View Source Bio.Sequence (bio_elixir v0.3.0)
Bio.Sequence is the basic building block of the sequence types.
The core concept here is that a polymer is a sequence of elements encoded as a
binary. This is stored in the base %Bio.Sequence{} struct, which has both a
sequence and length field, and may carry a label and alphabet field as
well.
The struct is intentionally sparse on information since this is meant to
compose into larger data types. For example, the Bio.Sequence.DnaDoubleStrand struct,
which has two polymer Bio.Sequence.DnaStrands as the top_strand and
bottom_strand fields.
Because many of the sequence behaviors are shared, they are implemented by
Bio.BaseSequence and used in the modules that need them. This allows us to
ensure that there is a consistent implementation of the Enumerable protocol,
which in turn allows for common interaction patterns a la Python strings:
iex>"gmc" in Bio.Sequence.new("agmctbo")
true
iex>Bio.Sequence.new("agmctbo")
...>|> Enum.map(&(&1))
["a", "g", "m", "c", "t", "b", "o"]My hope is that this alleviates some of the pain of coming from a language where strings are slightly more complex objects.

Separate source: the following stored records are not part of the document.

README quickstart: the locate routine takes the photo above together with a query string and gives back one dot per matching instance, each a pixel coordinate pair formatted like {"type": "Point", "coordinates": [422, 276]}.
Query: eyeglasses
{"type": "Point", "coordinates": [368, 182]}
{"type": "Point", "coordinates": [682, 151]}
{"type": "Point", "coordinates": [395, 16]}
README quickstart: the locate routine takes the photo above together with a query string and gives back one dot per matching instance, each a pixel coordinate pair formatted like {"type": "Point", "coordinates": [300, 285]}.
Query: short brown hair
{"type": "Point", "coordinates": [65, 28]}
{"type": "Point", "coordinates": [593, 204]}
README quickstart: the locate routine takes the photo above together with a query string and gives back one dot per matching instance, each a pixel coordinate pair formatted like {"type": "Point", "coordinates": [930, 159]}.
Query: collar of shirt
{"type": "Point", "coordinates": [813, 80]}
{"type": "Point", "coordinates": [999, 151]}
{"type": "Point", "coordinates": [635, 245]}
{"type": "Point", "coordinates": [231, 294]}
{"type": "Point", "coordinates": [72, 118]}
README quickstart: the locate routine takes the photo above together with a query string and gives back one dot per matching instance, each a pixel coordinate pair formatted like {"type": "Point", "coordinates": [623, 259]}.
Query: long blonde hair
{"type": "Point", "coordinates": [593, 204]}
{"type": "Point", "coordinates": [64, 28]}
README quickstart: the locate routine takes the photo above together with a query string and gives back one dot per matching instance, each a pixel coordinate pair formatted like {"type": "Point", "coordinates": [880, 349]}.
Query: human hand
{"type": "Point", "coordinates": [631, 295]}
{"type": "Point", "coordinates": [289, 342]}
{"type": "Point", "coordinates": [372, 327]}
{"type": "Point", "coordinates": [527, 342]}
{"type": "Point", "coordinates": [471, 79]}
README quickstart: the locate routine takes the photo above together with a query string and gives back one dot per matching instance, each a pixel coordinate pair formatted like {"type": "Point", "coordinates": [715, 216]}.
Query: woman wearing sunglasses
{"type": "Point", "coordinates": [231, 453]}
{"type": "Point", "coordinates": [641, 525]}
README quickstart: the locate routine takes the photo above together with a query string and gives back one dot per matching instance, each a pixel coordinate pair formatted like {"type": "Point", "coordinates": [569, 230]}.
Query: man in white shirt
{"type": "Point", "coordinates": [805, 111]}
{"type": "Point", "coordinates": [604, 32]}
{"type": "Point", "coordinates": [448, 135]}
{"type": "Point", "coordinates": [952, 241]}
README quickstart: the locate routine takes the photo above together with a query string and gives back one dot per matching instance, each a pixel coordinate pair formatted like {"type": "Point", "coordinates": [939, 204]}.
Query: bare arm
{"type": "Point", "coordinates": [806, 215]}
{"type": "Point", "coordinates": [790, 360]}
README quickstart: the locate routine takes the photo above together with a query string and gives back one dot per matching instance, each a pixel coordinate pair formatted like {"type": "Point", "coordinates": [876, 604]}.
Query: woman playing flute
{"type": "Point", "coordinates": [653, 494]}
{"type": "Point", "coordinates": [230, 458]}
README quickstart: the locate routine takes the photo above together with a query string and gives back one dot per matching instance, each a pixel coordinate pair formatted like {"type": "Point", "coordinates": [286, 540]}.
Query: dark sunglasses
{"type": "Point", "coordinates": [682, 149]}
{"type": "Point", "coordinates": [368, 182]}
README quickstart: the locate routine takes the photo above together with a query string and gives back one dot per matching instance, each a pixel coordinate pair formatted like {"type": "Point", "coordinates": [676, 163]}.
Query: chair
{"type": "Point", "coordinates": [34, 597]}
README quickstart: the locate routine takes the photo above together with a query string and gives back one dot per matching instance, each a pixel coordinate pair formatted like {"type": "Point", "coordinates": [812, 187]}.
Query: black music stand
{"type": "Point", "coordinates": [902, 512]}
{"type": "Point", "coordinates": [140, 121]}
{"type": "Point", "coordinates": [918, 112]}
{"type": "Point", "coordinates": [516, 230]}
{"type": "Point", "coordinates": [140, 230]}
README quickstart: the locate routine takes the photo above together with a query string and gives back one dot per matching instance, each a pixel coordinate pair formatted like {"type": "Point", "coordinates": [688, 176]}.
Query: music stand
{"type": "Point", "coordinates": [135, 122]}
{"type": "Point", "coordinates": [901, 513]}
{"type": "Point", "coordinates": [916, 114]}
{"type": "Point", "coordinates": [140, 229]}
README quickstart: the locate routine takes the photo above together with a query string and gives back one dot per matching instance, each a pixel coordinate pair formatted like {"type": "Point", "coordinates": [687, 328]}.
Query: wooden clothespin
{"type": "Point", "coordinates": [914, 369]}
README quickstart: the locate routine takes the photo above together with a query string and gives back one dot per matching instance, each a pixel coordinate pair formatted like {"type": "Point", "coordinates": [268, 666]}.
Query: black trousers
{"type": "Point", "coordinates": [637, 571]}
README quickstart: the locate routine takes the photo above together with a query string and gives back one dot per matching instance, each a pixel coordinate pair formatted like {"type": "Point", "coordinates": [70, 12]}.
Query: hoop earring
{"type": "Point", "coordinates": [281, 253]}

Additionally, you should look at the Bio.Enum module for dealing with cases
where the Enum default implementation results in odd behavior. It also
implements certain behaviors like returning the same type for functions:
iex>Bio.Sequence.new("agmctbo")
...>|> Enum.slice(2, 2)
'mc'vs
iex>alias Bio.Enum, as: Bnum
...>Bio.Sequence.new("agmctbo")
...>|> Bnum.slice(2, 2)
%Bio.Sequence{sequence: "mc", length: 2}